Treatment for depression depends upon the cause and severity of the depression and, to some extent, on personal preference. In mild or moderate depression, psychotherapy is often the most appropriate treatment. But incapacitating depression may require medication for a limited time along with psychotherapy. In combined treatments, medication can relieve physical symptoms quickly, while psychotherapy enables the patient to learn more effective ways of handling his/her problems.
Personal Measures: mild exercise, music therapy, pet therapy, gardening or other hobbies, social engagement, volunteerism, intergenerational activities, reminiscing with family members or other residents, social interventions to help with isolation and loneliness (group outings, regular visits from volunteers, participation in a support group), humor, maintaining a healthy diet, religious or spiritual groups, continuous engagement in stimulating activities and craft programs.
Medical measures: treatment of underlying medical conditions, counseling, psychotherapy, anti-depressants, hormone replacement therapy, changes in prescription dosages.
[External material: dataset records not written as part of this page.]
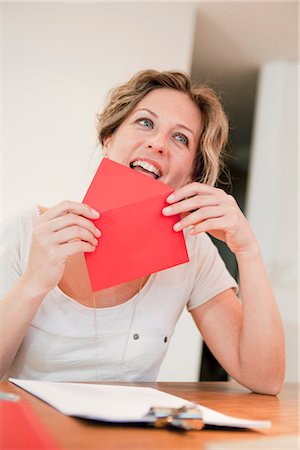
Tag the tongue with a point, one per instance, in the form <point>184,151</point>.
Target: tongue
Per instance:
<point>146,172</point>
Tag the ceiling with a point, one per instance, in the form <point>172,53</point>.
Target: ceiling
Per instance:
<point>232,41</point>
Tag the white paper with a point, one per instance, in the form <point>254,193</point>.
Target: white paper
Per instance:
<point>115,403</point>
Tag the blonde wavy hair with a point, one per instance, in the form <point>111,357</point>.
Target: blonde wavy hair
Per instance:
<point>122,100</point>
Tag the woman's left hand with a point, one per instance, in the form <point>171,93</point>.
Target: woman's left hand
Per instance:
<point>209,209</point>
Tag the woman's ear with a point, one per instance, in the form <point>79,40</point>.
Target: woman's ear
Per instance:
<point>106,144</point>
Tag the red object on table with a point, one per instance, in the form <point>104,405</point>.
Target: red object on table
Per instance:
<point>21,428</point>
Antidepressant medication can help some people feel better by controlling certain symptoms. The can be helpful in mobilizing people who suvive the repair of a broken hip, but lose the will to get out of bed. It should be noted that antidepressants can potentially lead to falls as they are sedating and can cause a sudden drop in blood pressure when a person stands up. Also selective serotonin reuptake inhibitors (SSRI) drugs can create dependency and may lead to self-destructive thoughts.
Psychotherapy and Counseling and Measures: Supportive counseling includes religious and peer counseling. It can help ease the pain of loneliness and address the hopelessness of depression. Both peer counseling and pastoral counseling usually are provided without cost. Cognitive Bahavioral Therapy (CBT) helps people distinguish between problems that can and cannot be resolved, and develop better coping skills. Interpersonal psychotherapy can assist in resolving personal or relationship conflicts. Somatic or trauma psychotherapy with a professional can help bring about resolution of traumatic experiences.
 Why it is important to treat: The body often follows the mind and depression substantially increases the likelihood of death from physical illnesses. Depression can increase impairment from a mental disorder and impede its improvement, while psychological treatment frequently improves the treatment success rate for a variety of medical conditions. Untreated depression can interfere with a patient’s ability to follow the necessary treatment regimen or participate in a rehabilitation program. According to a study conducted by the Rand institute, depressed elerly patients use 6 time more prescription medications and spend four times more in total healthcare dollars than their nondepressed counterparts. Seniors who are vulnerable for depression experience more comorbidities and run a higher risk of catastrophic health failure.
The Cornell Scale for Depression in Dementia (CSDD) is a way to screen for symptoms of depression in someone who has dementia. Unlike other scales and screens for depression, the CSDD takes into account additional signs of depression that might not be clearly verbalized by a person. For example, if your loved one or patient has Alzheimer's diseasevascular dementia or other kind of cognitive impairment, he might not consistently be able to accurately express his feelings. The Cornell Scale measures observations and physical signs that could indicate depression. 

[i] Baldini-Gruber, Ann, Zimmerman, Sheryl, Boustani, Malaz, Watson, Lea, Williams, Christianna, Reed, Peter. Characteristics Associated with Depression in Long-Term Care Residents with Dementia. The Gerontologist. Vol. 45, October 2005, Page 50-55.
[ii] Alexopoulos, G.S., Abrams, R.C., Young, R.C., & Shamoian, C.A. Cornell Scale for Depression in Dementia. Biological Psychiatry, 23, 1988, Page 271-284.